L’éleveur est autonome en fourrages et en céréales pour les brebis grâce à ce système. Il conserve du concentré pour les agneaux. « Dans un système pâturant, l’accessibilité des parcelles est primordiale », fait remarquer Vincent. Il a donc réorganisé son parcellaire grâce à des échanges avec quatre exploitations voisines. « Je suis passé de 4,5 ha accessibles à 45 ha, avec quelques routes à traverser, en échangeant 9 ha. » Il a perdu sur la qualité des parcelles mais a récupéré de la surface (4 ha). Il a installé un réseau d’eau dans toutes les parcelles. Il y a deux ans, il a racheté un autre site, avec un ancien poulailler et du foncier, qui lui sert pour l’hivernage des agnelles.

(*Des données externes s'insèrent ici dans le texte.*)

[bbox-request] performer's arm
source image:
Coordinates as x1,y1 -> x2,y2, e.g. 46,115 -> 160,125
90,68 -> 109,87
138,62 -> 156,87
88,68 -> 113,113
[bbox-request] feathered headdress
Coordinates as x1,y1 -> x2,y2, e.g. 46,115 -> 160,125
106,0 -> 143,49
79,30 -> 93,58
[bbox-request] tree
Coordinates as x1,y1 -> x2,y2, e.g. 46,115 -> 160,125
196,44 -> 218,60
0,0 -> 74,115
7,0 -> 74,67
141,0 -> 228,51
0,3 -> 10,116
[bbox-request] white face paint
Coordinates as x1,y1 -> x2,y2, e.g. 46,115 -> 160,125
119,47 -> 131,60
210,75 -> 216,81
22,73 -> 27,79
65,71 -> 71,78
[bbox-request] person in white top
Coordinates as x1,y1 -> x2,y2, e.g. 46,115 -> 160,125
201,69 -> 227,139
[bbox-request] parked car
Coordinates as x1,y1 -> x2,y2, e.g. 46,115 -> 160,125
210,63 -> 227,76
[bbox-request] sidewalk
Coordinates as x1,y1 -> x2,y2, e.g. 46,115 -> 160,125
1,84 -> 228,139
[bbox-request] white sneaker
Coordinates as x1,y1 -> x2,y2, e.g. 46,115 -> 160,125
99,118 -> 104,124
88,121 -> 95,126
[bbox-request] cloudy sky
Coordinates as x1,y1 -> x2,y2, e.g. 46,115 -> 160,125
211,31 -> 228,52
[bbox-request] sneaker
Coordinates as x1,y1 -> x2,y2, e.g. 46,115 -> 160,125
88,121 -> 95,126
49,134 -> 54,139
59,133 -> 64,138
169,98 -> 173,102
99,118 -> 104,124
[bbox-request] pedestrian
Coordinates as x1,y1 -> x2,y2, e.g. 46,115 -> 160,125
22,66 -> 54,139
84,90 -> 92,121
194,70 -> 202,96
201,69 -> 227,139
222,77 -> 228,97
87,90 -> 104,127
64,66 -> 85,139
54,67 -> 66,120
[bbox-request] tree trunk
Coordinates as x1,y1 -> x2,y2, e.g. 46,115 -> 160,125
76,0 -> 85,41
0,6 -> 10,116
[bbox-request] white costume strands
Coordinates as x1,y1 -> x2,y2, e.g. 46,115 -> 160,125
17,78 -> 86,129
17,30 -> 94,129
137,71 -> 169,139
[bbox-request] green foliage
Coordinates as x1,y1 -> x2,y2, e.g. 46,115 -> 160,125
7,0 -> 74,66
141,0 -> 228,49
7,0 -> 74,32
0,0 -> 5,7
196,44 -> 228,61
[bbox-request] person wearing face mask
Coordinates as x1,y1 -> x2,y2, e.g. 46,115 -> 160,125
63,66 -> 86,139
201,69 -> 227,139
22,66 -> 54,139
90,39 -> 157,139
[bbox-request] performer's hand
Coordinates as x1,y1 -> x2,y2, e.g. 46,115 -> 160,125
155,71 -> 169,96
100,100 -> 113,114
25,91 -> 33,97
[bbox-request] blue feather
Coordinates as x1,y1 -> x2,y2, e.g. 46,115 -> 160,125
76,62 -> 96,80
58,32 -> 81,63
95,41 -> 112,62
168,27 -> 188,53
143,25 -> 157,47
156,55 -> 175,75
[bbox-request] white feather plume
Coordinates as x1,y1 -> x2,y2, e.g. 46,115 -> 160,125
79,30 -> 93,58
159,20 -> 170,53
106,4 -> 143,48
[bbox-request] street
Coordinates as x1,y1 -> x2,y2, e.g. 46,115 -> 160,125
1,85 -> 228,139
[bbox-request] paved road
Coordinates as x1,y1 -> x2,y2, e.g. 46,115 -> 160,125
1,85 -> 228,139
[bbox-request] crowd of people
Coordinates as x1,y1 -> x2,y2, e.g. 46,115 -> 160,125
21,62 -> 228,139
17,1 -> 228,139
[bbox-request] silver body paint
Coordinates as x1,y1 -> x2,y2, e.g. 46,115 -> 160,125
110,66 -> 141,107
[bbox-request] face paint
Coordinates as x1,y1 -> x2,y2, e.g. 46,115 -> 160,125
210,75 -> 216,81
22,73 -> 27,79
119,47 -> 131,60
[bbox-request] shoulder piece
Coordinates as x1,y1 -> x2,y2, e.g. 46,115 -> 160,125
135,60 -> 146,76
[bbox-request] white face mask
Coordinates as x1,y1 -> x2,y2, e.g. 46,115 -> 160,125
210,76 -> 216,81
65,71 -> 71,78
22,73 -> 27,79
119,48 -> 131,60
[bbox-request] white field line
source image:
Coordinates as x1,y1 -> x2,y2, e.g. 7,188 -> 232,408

La conduite se fait avec deux lots de brebis et comprend deux périodes de mises bas, en septembre (250 brebis) et en février (250 brebis). La lactation du premier lot se fait en pâturant les betteraves. Les agneaux sont finis en bâtiment, leur coût de production est plus élevé, mais ils sont vendus plus cher (Noël, Nouvel An). Le lot de février est conduit pour l’essentiel à l’herbe. Cette conduite nécessite une présence importante pendant les agnelages (pic de 3 semaines à 15 h/jour), mais elle apporte de la souplesse en dehors de ces périodes. « De mi-mars à mi-août, j’ai deux heures de travail par jour d’astreinte pour la surveillance et le déplacement des lots. » Il y a également un pic de travail au moment des foins et pour la tonte. L’éleveur fait appel à l’entreprise (ETA) pour les cultures.
Vincent a choisi cette organisation pour s’adonner à son autre passion : le vélo sur route et cyclo-cross qu’il pratique en compétition depuis l’âge de 10 ans. À raison de 8 à 10 h d’entraînement par semaine, il participe à près d’une trentaine de courses de première catégorie dans la saison. Champion de Bretagne master de cyclo-cross l’an passé, il a fini 19e sur 15 000 participants lors de l’étape du Tour 2015 (épreuve pour cyclosportifs) entre Saint-Jean-de-Maurienne et la Toussuire.